NHRA - National Hot Rod Association

Phil Burkart Jr., Paul Smith honoring their shared Castronovo legacy at Indy

Funny Car racer Phil Burkart Jr. and Paul Smith are saluting former Funny Car owner Fred Castronovo on Smith’s Rock Batteries Funny Car at this weekend's Chevrolet Performance U.S. Nationals, a nod to their shared history with the Castronovo family.
30 Aug 2019
Phil Burgess, NHRA National Dragster Editor
Feature
Phil Burkart

As a car-obsessed teenager growing up in Utica. N.Y. in the early 1980s, Phil Burkart Jr. always gravitated to the town’s hot-rodding hotpot, the Custom Body Enterprises shop of the Castronovo brothers, who fielded a Funny Car, first driven by brother Phil and tuned by Fred, that was a mainstay of NHRA competition through two decades.

Burkart’s father did machine work for the Castronovos’ famed collision-repair shop so the impressionable youngster got to know the family well.

“The Custom Body shop was only three miles down the road from the us, and that’s where the Funny Car bug really got me,” said Burkart.

Dubbed “the Utica Flash,” the car was later driven by the likes of Rick Johnson, Bobby Hilton, Tom Prock, Tim Grose, Al Segrini, and Paul Smith, who drove the Castronovos’ Dodge Daytona to a second-place finish behind Mark Oswald in the 1985 IHRA Funny Car championship battle.
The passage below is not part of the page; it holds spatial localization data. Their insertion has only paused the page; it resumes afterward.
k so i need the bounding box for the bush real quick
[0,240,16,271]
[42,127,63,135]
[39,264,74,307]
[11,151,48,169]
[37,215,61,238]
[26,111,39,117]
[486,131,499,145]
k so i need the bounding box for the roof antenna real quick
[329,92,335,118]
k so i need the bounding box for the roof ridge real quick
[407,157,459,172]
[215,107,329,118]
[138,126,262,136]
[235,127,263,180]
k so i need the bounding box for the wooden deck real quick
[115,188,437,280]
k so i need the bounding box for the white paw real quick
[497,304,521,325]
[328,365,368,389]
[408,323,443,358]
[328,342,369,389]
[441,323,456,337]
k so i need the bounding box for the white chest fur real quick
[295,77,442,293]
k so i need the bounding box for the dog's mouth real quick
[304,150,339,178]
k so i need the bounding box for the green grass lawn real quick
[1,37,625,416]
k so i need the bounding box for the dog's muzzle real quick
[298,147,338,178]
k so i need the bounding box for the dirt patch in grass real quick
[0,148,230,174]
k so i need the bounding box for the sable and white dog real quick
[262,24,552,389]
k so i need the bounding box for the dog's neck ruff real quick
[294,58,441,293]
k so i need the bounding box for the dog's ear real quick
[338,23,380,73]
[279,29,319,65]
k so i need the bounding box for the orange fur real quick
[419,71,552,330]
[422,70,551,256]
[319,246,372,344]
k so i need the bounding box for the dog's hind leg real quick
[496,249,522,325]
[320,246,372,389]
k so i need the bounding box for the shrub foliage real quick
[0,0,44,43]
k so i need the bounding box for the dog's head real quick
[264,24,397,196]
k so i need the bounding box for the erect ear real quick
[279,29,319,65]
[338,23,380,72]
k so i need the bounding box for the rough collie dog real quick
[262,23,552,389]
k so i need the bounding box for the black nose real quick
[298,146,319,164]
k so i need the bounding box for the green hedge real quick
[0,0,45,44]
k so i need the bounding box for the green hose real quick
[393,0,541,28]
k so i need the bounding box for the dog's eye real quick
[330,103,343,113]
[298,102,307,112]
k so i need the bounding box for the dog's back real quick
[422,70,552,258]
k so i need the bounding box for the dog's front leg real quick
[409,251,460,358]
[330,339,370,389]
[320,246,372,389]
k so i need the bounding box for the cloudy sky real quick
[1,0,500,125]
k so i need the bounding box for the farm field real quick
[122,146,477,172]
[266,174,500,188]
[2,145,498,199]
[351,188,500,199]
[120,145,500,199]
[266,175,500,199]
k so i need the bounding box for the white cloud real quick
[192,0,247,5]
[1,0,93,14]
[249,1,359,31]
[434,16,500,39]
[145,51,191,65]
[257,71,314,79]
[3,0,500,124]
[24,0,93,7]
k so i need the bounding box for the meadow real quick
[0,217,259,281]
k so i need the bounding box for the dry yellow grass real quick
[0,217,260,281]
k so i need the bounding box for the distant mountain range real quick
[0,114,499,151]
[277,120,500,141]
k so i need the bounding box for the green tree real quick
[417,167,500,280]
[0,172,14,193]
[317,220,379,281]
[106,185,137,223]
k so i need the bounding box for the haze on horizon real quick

The Custom Body car made its final outing at the 1987 U.S. Nationals with Segrini at the wheel.

All of this shared history comes full circle this weekend when Burkart saddles up in Smith’s Rock Batteries Funny Car, which bears a remembrance to Fred, who passed away in May, on its hood.

Burkart, who still lives in Utica where he runs the engine and speed shop his father founded, didn’t get into a Funny Car right away, starting out with a nine-second rear-engined dragster, but that was followed by his first flopper, a carbureted, gas-burning ’72 Camaro-bodied. He eventually moved into the Top Alcohol Funny Car ranks in 1991 and then into nitro Funny Car in 1998, licensing in Smith’s Drag Racing School car. Burkart, who drove the second Worsham Racing/Checker-Schuck’s-Kragen Funny Car from 2004-06, winning three of his four Wallys with them, and has become a reliable part-time and fill-in driver, most notably being John Force’s hand-picked substitute following Force’s season-ending injury in late 2007. Earlier this year he drove Robert Schwab’s entry at the season’s first three events.

Smith, who has been racing Funny Cars since the 1970s, first as a driver – he was the NHRA championship runner-up in NHRA in 1974 --  has become a reliable mentor and/or tuner for a number of drivers, including, Johnny Gray, Todd Paton, Jeff Arend, and most recently, Blake Alexander, and his own sons, Mike and John. John was originally scheduled to drive the family car this weekend but instead will concentrate his efforts on tuning Justin Schriefer’s Funny Car.

It’s Smith’s first time racing at Indy since 2016, but his past successes give him a lot of optimism. In 2015, he and Alexander upset Jack Beckman in round one and the following year Dave Richards’ Smith-tuned car upset Beckman as well in round one.

“I love this race,” said Smith. “It’s Indy, the biggest race there is. You’re proud to race here. My sons are both here [Mike will help tune for Burkart] and my grandkids are here; it’s just a great weekend for us. I’ve got plenty of parts and the help of my good buddy, Steve Earwood and Rock Batteries. We’re looking forward to this weekend.”